Tomatillos are native to Mexico and look like little green tomatoes wrapped in a papery husk. Their flavor is bright, tart and kind of lemony. To use just pull the husk off with your fingers and rinse them before chopping and using in your recipe.
Poblano peppers are also native to Mexico. They are large, sometimes even larger than a bell pepper, but with a dark green shiny skin, slightly flatter shape and a pointy tip. They are fairly mild, only slightly spicier than a bell pepper, and can be eaten raw or cooked. Cooking mellows their flavor making them somewhat sweet.

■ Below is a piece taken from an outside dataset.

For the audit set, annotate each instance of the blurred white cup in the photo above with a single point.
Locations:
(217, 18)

- 1 Tblsp olive oil or lard
- 2 lbs ground pork, preferably from pastured pigs
- 1 1/2 tsp sea salt
- 1/4 tsp black pepper
- 1 large onion, chopped
- 6-8 tomatillos, husks removed, chopped
- 4 medium to large poblano peppers, seeded and chopped
- 6 garlic cloves, minced
- 3 cups chicken broth, preferably homemade or a brand like Kettle & Fire
- 1/2 cup chopped fresh cilantro
- 2 tsp ground cumin
- 1 tsp dried oregano
- lime wedges, sour cream, shredded cheese, chopped cilantro for serving
Heat the olive oil or lard in a large stockpot over medium-high heat. Add the ground pork and brown about four minutes while stirring to crumble. Add the onion, tomatillos and poblanos to the pan and continue cooking another five minutes. Add the garlic, salt,and pepper, and oregano and cook another minute. Then add the chicken broth and chopped cilantro. Bring to a simmer, the cover and cook 45 minutes, stirring occasionally, until the vegetables are tender. Serve the chili verde with a squeeze of fresh lime and any other toppings you like.
WordPress has updated my toolbar and at this writing I can’t access the program that allows me to give you an easy-to-print version of this recipe. I’m sorry about that! So until I get this figured out you will just have to copy and paste onto a blank document if you want a print version.